The Princess bent to look in my face. "Why, you poor child!" She exclaimed, "you're white as death! Where are you ill?"
I leaned on her shoulder, though ordinarily I would not have offered to touch her first, and murmured: "I am not ill, outdoors, only dull, sleepy, and freezing with the cold."
"It was that window!" she exclaimed. "I thought of it, but I trusted Laddie."
That roused me a little.
"Oh Princess," I cried, "you mustn't blame Laddie! I knew it was too cold, but I wouldn't tell him, because if he put me down I couldn't see you, and we thought, but for your eyes being softer, you looked just like a cardinal."
The Princess hugged me close and laughed merrily. "You darling!" she cried.

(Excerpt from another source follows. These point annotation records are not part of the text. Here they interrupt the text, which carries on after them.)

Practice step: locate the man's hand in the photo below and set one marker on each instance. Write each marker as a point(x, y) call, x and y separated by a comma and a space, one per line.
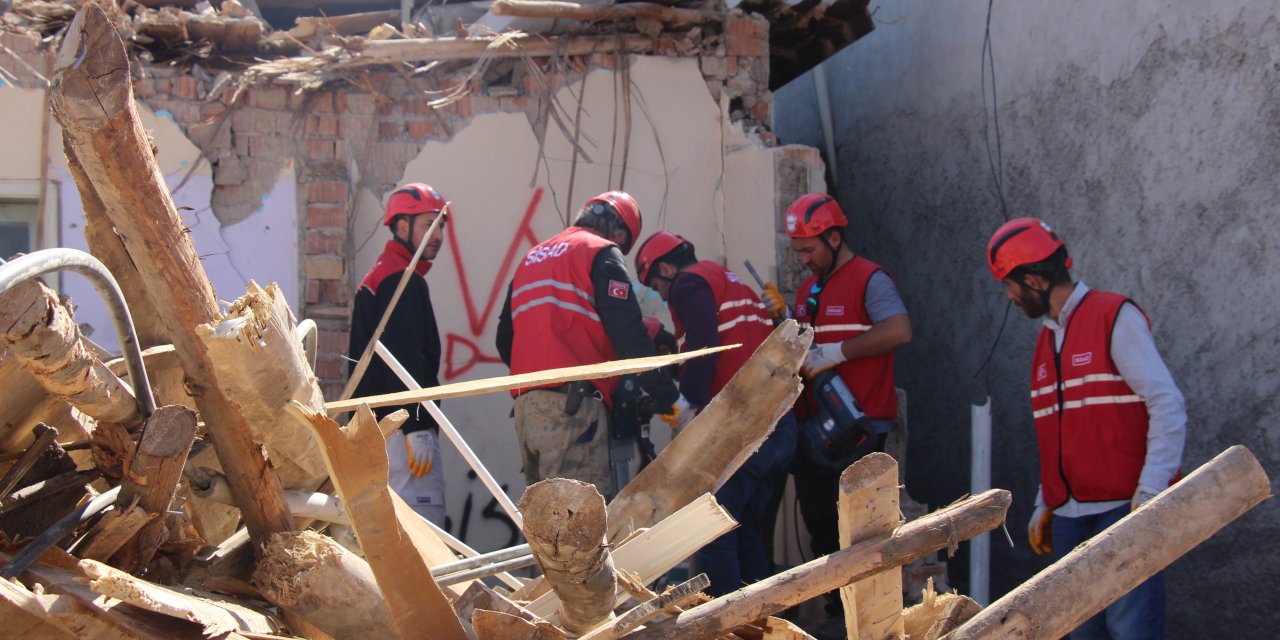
point(1141, 497)
point(420, 446)
point(821, 359)
point(773, 300)
point(1040, 531)
point(680, 415)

Then she shook me up sharply: "Don't you dare go to sleep!" she said. "I must take you home first."
Once there she quieted my mother's alarm, put me to bed, drove three miles for Dr. Fenner and had me started nicely on the road to a month of lung fever, before she left. In my delirium I spelled volumes; and the miracle of it was I never missed a word until I came to "Terra del Fuego," and there I covered my lips and stoutly insisted that it was the Princess' secret.
To keep me from that danger sleep on the road, she shook me up and asked about the spelling bee. I thought it was the grandest thing I had ever seen in my life, and I told her so. She gathered me close and whispered: "Tell me something, Little Sister, please."
The minx! She knew I thought that a far finer title than hers.